Image: Barnhouse settlement by Martin McCarthy (Tumulus)
Lately along with thinking about tiny houses I’ve also been thinking about various sustainable and alternative farming techniques. Many of the deep patterns of contemporary human civilization began to form with the development of agriculture. The movement away from hunting and gathering and living in mobile nomadic bands to staying in one place and domesticating the land and animals lead to concepts of private property and hierarchical human societies. This was called the Neolithic Revolution, from Wikipedia:
“These developments, sometimes called the Neolithic package, provided the basis for centralized administrations and political structures, hierarchical ideologies, depersonalized systems of knowledge (e.g. writing), densely populated settlements, specialization and division of labour, more trade, the development of non-portable art and architecture, and property ownership. The earliest known civilization developed in Sumer in southern Mesopotamia (c. 6,500 BP); its emergence also heralded the beginning of the Bronze Age.[7]”

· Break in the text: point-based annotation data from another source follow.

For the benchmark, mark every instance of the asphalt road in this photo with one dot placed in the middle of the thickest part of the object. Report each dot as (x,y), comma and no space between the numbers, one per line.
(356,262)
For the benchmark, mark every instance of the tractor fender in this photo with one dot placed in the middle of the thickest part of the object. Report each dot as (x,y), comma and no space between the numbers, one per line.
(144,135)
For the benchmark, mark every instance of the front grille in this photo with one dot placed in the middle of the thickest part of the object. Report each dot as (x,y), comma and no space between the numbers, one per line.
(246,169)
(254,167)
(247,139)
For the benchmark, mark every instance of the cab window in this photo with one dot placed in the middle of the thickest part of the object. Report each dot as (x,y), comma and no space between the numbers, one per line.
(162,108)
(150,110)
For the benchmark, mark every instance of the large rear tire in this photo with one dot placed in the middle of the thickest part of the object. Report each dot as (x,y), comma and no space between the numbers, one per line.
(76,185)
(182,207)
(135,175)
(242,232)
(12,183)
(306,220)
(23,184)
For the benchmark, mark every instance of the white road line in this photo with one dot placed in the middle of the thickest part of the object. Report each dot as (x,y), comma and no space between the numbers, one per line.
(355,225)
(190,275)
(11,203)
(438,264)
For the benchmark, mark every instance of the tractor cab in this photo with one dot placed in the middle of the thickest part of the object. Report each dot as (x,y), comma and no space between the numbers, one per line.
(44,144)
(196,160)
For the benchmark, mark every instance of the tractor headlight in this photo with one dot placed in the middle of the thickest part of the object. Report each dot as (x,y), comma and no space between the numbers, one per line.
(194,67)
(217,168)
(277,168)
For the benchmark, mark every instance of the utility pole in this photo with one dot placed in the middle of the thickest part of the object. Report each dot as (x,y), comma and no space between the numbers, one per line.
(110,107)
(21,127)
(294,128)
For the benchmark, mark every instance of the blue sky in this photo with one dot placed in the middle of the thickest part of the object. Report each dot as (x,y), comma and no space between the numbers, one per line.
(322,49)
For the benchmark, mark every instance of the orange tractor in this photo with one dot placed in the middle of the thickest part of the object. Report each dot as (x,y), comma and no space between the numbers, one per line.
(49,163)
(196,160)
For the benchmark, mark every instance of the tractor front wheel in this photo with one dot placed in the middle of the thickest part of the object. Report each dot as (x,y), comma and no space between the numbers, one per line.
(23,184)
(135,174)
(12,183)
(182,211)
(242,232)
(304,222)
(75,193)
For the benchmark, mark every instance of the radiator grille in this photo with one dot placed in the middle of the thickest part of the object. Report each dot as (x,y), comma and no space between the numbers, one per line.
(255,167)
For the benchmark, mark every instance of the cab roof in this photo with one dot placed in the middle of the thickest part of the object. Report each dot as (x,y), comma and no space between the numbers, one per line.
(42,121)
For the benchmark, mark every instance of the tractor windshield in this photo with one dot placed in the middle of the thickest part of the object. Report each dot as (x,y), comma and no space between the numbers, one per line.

What a list! The more predictable ability to produce food clothing and shelter allowed humans to move up Maslow’s hierarchy of needs and begin to create new civilizational technologies, like cities. Without this development our contemporary society wouldn’t exist. But looking over that list we can recognize the seeds of many of the modern forces of alienation and destructive human behavior. Centralization of power into hierarchies in my opinion being chief among them. In order to create efficiencies of scale and stability we ceded individual and small group autonomy to huge political and economic hierarchies, which in many cases produce terribly unequal distributions of influence and resources. My hope is that hierarchy and centralization will prove to be outdated technologies which we can overcome, like the fossil fuel powered internal combustion engine. Centralized systems are rigid and prompt rent seeking, authoritarianism and misguided attempts to organize the periphery from the center. With the explosive acceleration of decentralizing technologies like the internet, renewable energy and sophisticated sustainable agriculture my hope is that we can wrest back some of the control we’ve granted to these entities and usher in a new era of more localized autonomy and decision making both within cities and outside them.
One of the trends I see as hopeful in this regard is the emergence of cities as a more prominent social unit. When the current occupant of the American White House refused to ratify the Paris climate change accord we saw a number of mayors of cities worldwide stepping forward to say that they would instead, including Pittsburgh and my home of New York City. We increasingly see cities beginning to create their own international foreign policy. This seems like an inevitable trend as populations continue to urbanize and economic and political power concentrates in cities. Perhaps we can see a rebalancing of power from the nation state down to the level of the region and municipality, smaller units of government in which citizens can interact more directly and have their needs better met. Richard Florida has written on this subject and I find his thoughts about it illuminating, you can read some here.
In the long span of human history we may discover that centralization was a necessary evil required by the need for food security, and then in support of information density in cities. As we move into the next stage of human history and unlock new technologies in food, energy, information and communication my hope is that it becomes possible for humans to become more loosely tethered to the system and reassert their individuality and agency in order to live more productive and less alienated lives.